The second letting incorporated a rent-free period (15 months), and a dilapidations waiver. The parties agreed that the rent-free period should be allowed for on a straight-line basis, but could not agree on adjustment for the dilapidations waiver. The appellant allowed for a sum equivalent to the landlord’s dilapidations claim, adjusted on a straight-line basis over the term of the lease. This adjustment produced a negative rental value. The respondent made no allowance for the dilapidations waiver and analysed the rent to a figure of £26.25 per square metre.
The third property referred to was a smaller one, which both parties acknowledged had been valued on a zoning basis, but nevertheless presented analyses on an overall basis. This letting incorporated a rent-free period, and the tenant was a charity which would benefit from 80% charitable rates relief. In analysing the rent, the appellant adjusted for both factors to produce a net rent which analysed to £4.89 p per square metre. The respondent adjusted for the rent-free period, but not for the charitable rate relief, which produced an analysis of £30.30 p per square metre overall.
Both parties also referred to two freehold sales of large retail properties, but acknowledged that these were of limited assistance.
The appellant’s expert considered that the correct assessment was rateable value £1. The respondent Valuation Officer’s expert initially produced a valuation of rateable value £52,000, based on a value of £38 per square metre, but this was later adjusted to rateable value £45,000 (£30 per square metre), and finally to rateable value rateable value £37,500.
The Tribunal found the letting of the appeal building to be of limited significance, because it was common ground that the upper floors, which were included in the letting but not in the appeal hereditament, were of very limited value, and because of the other adjustments required.

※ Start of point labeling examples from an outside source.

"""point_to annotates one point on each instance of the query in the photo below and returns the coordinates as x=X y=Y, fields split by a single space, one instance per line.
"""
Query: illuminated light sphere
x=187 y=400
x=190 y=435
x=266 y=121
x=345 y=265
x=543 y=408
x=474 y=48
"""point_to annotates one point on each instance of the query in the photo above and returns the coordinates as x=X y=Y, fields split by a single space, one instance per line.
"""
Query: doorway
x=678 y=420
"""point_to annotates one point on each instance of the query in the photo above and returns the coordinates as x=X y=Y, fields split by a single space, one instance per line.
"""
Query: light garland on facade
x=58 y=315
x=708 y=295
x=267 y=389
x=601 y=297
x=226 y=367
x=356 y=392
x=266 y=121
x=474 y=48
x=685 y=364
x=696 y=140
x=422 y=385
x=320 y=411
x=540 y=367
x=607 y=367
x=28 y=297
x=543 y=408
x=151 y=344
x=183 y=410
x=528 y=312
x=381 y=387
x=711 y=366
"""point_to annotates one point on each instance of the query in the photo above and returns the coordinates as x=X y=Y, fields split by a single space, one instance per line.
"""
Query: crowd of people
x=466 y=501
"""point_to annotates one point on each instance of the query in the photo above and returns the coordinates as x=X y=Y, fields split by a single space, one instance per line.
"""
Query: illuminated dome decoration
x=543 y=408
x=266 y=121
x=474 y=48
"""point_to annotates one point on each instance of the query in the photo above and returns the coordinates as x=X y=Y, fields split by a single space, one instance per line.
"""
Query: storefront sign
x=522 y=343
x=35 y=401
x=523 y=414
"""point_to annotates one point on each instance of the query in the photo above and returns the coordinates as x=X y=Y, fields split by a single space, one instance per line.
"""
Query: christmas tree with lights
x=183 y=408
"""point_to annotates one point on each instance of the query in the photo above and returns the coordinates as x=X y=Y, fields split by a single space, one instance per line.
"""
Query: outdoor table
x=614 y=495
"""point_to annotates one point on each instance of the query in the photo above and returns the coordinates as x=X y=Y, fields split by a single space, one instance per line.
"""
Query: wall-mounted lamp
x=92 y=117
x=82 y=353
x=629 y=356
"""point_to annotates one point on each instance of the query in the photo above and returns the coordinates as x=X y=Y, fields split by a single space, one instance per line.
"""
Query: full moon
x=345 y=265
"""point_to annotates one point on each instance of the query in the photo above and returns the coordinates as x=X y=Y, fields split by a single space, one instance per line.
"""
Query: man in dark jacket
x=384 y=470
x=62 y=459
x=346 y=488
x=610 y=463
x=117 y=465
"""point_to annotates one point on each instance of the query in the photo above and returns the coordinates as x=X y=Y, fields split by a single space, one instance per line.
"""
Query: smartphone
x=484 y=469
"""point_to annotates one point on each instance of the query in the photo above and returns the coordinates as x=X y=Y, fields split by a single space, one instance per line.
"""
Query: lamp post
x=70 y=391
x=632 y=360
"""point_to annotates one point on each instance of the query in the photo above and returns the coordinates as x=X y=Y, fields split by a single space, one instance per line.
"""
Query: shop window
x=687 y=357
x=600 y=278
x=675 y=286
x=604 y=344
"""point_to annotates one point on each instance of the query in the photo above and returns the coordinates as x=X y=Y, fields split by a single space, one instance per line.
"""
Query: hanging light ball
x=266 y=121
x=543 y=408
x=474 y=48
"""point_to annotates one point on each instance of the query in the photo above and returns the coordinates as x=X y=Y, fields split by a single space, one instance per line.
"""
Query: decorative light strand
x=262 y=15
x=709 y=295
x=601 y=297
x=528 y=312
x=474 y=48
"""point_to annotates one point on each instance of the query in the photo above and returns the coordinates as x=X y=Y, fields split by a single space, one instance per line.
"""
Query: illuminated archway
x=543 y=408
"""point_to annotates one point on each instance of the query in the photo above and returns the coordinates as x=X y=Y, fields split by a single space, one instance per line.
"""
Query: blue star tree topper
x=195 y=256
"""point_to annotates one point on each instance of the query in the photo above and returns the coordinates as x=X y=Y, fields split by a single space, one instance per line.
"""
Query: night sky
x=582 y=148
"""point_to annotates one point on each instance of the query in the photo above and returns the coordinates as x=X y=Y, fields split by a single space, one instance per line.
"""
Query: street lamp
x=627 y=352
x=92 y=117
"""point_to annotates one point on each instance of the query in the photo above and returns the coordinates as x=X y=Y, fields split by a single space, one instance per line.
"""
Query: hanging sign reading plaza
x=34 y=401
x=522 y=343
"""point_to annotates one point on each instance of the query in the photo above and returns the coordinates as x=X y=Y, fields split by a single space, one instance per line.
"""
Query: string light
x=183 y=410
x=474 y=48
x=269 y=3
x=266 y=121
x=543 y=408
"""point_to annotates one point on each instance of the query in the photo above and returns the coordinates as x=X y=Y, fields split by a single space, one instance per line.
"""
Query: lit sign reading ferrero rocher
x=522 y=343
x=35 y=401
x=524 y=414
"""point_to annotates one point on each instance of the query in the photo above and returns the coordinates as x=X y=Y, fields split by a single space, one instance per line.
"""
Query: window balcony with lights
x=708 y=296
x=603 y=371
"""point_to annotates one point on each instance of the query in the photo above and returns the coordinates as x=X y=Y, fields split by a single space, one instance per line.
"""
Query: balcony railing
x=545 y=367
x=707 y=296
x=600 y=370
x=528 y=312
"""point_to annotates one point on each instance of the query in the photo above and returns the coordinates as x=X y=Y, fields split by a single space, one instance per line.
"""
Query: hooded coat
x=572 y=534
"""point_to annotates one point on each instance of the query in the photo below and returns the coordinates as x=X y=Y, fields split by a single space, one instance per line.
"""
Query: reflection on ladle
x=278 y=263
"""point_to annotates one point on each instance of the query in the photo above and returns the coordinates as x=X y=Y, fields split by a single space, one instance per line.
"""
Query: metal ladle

The Tribunal’s own analysis of this letting produced a net rental figure of approximately £6,500. However, the Tribunal was sceptical of the usefulness of this analysis.
Instead, the Tribunal looked to the other lettings referred to by the parties, and carried out its own analyses of these lettings. These revised analyses produced positive net rent figures for the three properties analysing, respectively, to £11.75 per square metre for the first of the comparables, £11 per square metre for the second, and £15 per square metre for the (smaller) third property. The Tribunal found the freehold sales evidence to be of no assistance.
The Tribunal’s decision recognised the scarcity of evidence in the appeal, and the complications of analysing that which was available. Finding the deconstruction of the headline rent of the appeal building not to be persuasive, the Tribunal relied upon its own alternative analyses of the other comparables to arrive at a value of £11 per square metre, and determined a rateable value of £17,750 with effect from 1 April 2017.
The Tribunal’s decision in this case may well be regarded as a taste of things to come. The valuation date for the forthcoming 2023 rating lists was 1 April 2021, which represented a very difficult time in the letting market for large retail units. The result is that many of the transactions around that time may well contain the sorts of complications shown in the evidence in this case – such as fully inclusive rents, exclusivity clauses, dilapidations waivers, and other adjustments. Valuers dealing with large retail properties will find the Tribunal’s approach to these matters in this case of assistance in the future.